Mise en ligne le 21-07-2022

La qualité de l'air intérieur doit être contrôlée de façon obligatoire pour certains bâtiments recevant du public, notamment les crèches, les écoles, les lycées et les centres d'accueil de loisir, mais il peut également être intéressant d'effectuer ce contrôle dans tout type de bâtiment, ERP ou logement. Ces dernières années, l'utilisation de micro-capteurs pour assurer ce contrôle a été largement développée. Mais qu'en est-il réellement de leur efficacité ? L'Anses a cherché à savoir si ces outils de plus en plus utilisés par les collectivités, associations ou particuliers, sont réellement performants.
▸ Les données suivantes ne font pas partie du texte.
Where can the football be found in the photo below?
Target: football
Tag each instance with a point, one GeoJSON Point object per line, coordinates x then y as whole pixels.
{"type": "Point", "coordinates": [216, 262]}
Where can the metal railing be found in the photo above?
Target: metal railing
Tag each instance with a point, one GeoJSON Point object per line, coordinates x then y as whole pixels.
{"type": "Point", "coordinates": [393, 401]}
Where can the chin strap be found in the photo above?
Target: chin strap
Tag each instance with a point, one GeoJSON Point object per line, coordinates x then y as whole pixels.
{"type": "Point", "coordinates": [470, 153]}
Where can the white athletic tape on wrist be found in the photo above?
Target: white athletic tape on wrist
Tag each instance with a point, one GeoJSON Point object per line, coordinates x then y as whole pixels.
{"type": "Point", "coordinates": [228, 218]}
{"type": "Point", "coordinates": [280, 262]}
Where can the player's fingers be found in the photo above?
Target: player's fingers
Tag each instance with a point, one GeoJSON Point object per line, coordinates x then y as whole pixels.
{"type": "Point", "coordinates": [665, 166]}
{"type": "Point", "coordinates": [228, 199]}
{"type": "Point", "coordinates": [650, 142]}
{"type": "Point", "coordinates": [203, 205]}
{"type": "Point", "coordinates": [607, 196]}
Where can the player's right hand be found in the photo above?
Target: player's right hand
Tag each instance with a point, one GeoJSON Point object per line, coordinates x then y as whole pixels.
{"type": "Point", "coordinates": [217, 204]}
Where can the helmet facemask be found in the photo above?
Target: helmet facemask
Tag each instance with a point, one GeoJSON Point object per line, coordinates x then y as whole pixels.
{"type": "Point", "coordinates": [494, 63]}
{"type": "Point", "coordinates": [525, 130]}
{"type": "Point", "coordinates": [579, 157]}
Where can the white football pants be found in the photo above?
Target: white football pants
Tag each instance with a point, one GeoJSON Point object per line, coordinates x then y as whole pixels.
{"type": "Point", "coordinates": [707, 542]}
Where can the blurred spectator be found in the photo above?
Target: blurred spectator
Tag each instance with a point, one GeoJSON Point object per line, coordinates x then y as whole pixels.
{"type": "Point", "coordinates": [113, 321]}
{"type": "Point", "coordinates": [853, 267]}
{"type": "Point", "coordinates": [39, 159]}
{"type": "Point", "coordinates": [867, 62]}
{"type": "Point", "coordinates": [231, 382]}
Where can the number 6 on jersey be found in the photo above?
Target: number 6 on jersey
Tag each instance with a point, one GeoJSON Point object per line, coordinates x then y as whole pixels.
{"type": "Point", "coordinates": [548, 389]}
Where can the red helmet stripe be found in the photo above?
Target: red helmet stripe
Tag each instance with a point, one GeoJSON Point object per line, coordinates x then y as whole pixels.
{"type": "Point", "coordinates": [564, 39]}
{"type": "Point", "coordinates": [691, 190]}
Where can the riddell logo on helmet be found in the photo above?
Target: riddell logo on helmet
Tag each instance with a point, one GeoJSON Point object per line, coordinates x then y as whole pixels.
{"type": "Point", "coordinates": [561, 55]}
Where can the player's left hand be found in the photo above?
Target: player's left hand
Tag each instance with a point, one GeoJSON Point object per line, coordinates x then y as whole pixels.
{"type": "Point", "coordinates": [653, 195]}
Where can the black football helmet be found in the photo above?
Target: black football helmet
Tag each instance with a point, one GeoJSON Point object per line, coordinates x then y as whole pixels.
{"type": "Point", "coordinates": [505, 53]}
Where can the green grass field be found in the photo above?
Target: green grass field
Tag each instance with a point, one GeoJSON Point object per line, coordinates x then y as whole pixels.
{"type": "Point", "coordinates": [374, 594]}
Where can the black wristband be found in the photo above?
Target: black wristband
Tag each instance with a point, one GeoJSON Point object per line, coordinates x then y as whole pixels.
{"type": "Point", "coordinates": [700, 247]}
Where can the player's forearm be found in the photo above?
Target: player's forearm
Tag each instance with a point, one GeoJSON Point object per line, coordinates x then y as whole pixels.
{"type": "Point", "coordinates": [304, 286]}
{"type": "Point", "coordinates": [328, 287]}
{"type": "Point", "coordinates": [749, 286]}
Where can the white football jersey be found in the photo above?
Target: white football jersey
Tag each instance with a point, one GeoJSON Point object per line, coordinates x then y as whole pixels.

Ces micro-capteurs peuvent être installés à l'extérieur comme à l'intérieur et servent à mesurer les particules PM10 ou PM2,5, le monoxyde de carbone et tout composé organique volatil. Leur usage s'est notamment développé durant la crise sanitaire pour savoir si l'air ambiant avait besoin d'être renouvelé. L'Anses conclut de ses recherches que les micro-capteurs peuvent être utiles pour sensibiliser la population au problème de la pollution de l'air, mais que leurs données sous forme de codes couleur sont à interpréter avec précaution.


Ces micro-capteurs ne semblent mesurer qu'un seul polluant et n'offrent donc qu'une vision partielle de la qualité de l'air analysé. Leur usage doit être accompagné de préconisations de changements de comportements incluant des habitudes d'aération et une vigilance quant aux sources de pollution intérieure telles que les feux de cheminée par exemple.